La legge delega che contiene il Piano nazionale contro la povertà ha iniziato il suo iter al Senato per la seconda lettura, mentre il Parlamento si appresta a discutere e definire la legge di bilancio per il 2017, che dovrebbe dare risorse e gambe alla stessa legge. Il presidente delle Acli apprezza il testo, ma teme lungaggini: «Il momento giusto è questo. Non sprechiamolo»

di Gabriella Meroni

Le Acli lavorano da tre anni, insieme alle altre realtà dell’Alleanza contro la povertà, per arrivare a un risultato che sembra a portata di mano: il grande Piano nazionale contro la povertà che introduca anche nel nostro paese strumenti di garanzia contro l’indigenza assoluta. Primo tra tutti il reddito di cittadinanza, che dovrebbe partire nel 2017 con una dotazione di un miliardo, forse di un miliardo e mezzo se l’annuncio del ministro Poletti sarà confermato. «Sì, stiamo aspettando da tanto tempo, e ora abbiamo una grande occasione. Il momento è questo», dice con forza il presidente delle Acli Roberto Rossini.

Perché presidente sottolinea l’importanza di questo momento?

Perché si è realizzata una convergenza rara tra forze politiche e forze sociali: tutti hanno riconosciuto, ormai da molti mesi, che il problema della povertà deve essere affrontato e risolto con una legge di ampio respiro, un vero e proprio piano nazionale. Questo è il momento giusto di approvarlo, senza tentennamenti e senza troppe modifiche che costringano il testo a tornare di nuovo alla Camera.

Qual è il vostro timore?

Che si perda tempo. Non manca molto allo sbarco, in Parlamento, della legge di Bilancio che come si sa rallenta tutto. Le partite da chiudere sono due: da una parte l’approvazione, e dall’altra uno stanziamento adeguato. Se mancasse uno di questi due elementi rimarrebbe un vulnus insanabile tra intenzione e pratiche. Spero non dovremo assistere a tanto.

Si tratta di un buon testo, secondo le Acli?

È un innegabile passo in avanti. A noi comunque sta a cuore tema dell’universalismo, cioè che si parta dai più deboli senza troppi criteri per determinare questa debolezza a parte il reddito e l’Isee. Basta questa “doppia soglia”, come si chiama in gergo, per arrivare a stabilire il livello di bisogno di un nucleo familiare, e agire di conseguenza. Solo così riusciremo veramente ad avere un impatto sulla situazione reale di chi fa più fatica.

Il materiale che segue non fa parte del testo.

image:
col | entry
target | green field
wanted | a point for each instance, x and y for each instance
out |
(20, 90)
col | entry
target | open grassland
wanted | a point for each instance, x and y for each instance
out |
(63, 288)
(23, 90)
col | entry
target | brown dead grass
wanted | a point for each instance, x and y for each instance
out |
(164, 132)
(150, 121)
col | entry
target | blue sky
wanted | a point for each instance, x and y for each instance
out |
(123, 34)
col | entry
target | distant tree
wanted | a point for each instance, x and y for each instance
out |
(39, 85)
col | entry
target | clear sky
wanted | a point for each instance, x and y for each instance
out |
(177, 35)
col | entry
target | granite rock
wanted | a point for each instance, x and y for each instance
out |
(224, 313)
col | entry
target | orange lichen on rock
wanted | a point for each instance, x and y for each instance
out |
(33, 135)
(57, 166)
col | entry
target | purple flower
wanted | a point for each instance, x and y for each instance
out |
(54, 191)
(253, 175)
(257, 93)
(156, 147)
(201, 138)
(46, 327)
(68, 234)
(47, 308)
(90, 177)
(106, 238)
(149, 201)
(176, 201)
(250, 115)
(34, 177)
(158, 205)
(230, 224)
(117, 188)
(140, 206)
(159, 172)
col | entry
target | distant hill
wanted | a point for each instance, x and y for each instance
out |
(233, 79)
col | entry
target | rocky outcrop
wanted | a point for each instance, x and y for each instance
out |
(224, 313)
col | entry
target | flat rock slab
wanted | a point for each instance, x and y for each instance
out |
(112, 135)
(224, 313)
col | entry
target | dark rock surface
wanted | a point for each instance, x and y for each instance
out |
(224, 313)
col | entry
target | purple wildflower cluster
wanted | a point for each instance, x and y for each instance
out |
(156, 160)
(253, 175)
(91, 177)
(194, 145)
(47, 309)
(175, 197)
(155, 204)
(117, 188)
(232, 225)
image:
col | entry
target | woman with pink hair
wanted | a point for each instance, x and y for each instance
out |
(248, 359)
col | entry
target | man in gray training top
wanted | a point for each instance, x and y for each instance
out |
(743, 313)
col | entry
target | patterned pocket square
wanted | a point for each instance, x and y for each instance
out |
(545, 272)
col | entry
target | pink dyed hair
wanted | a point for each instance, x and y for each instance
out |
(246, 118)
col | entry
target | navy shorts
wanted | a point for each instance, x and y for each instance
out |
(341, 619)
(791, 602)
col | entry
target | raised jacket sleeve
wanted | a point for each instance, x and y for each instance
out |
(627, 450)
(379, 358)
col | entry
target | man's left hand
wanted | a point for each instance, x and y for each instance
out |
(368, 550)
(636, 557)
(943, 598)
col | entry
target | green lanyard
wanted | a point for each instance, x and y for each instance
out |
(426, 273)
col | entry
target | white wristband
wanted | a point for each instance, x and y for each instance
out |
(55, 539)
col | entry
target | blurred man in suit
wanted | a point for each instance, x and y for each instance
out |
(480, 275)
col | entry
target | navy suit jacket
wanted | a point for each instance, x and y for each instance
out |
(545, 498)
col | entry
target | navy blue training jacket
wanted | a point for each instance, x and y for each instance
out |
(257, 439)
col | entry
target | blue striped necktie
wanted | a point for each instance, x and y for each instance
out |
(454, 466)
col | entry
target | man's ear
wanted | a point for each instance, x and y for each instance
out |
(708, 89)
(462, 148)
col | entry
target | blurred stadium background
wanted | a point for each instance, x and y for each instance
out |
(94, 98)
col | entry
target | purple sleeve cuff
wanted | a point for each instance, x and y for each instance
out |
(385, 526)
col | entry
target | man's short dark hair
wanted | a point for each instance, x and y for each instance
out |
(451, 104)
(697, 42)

Cosa si sente di dire ai senatori che esamineranno la legge delega?

Farei un doppio appello. Che facciano presto e bene, e che la legge di bilancio metta le risorse adeguate. La social card, unica misura finora di contrasto alla povertà assoluta, cesserà di esistere alla fine del 2016. Dopo, l’Italia non avrà più nessuno strumento reale di sostegno ai più indigenti. Vogliamo arrivare a questo?